Mulher sábia, teve a parcimônia de acompanhar as tresloucadas fugas e posteriores voltas para casa do marido fujão.
Enquanto ela me narrava sua epopeia, lembrei-me de dona Gertrudes, uma vizinha de tempos idos, que morava próximo da casa de meus pais.
Geraldo, o marido, era caminhoneiro, viajava o país todo, entregando e buscando cargas. Às vezes ele passava tempos sem dar notícia, a mulher se acostumara. Mas, uma vez ele ficou cinco anos desaparecido, sem que ninguém soubesse seu paradeiro. Em princípio, dona Gertrudes se preocupou, procurou-o por toda parte, e nada. Ela o deu por morto.
Um belo dia, próximo ao Natal, seu Geraldo aparece em casa, como se nada tivesse acontecido. Trouxe o presente da mulher e dos filhos. Quando ele sumiu, deixou quatro filhos com a mulher. Ao voltar tinha cinco.
Espantado, perguntou:
— Gertrude, me diz uma coisa, de quem é esse menino menor?
— É teu?
— Meu?
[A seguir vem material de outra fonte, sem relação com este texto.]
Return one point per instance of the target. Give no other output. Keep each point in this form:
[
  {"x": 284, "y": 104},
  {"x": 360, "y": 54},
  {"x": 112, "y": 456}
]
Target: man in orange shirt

Se eu não estava nem aqui.
— Exatamente, não estava porque não quisestes, mas o filho é teu, tem até o teu sobrenome. E, trata de comprar o presente de Geraldo Jr.
Rimos muito da história de Gertrudes e Geraldo. Desejamo-nos Feliz Natal e nos despedimos.
— Professor, sempre um prazer encontrá-lo.
— O mesmo digo eu.
Como dizia o poeta Vinicius de Moraes, “A vida é a arte do encontro, embora haja muito desencontro pela vida”.
Autores: Milton Nascimento e Fernando Blant
“Todos os dias é um vai e vem
A vida se repete na estação
Tem gente que chega pra ficar
Tem gente que vai pra nunca mais
Tem gente que vem e quer voltar
Tem gente que vai e quer ficar
Tem gente que veio só olhar
Tem gente a sorrir e a chorar”
Assim é a vida, uma dança de encontros e despedidas.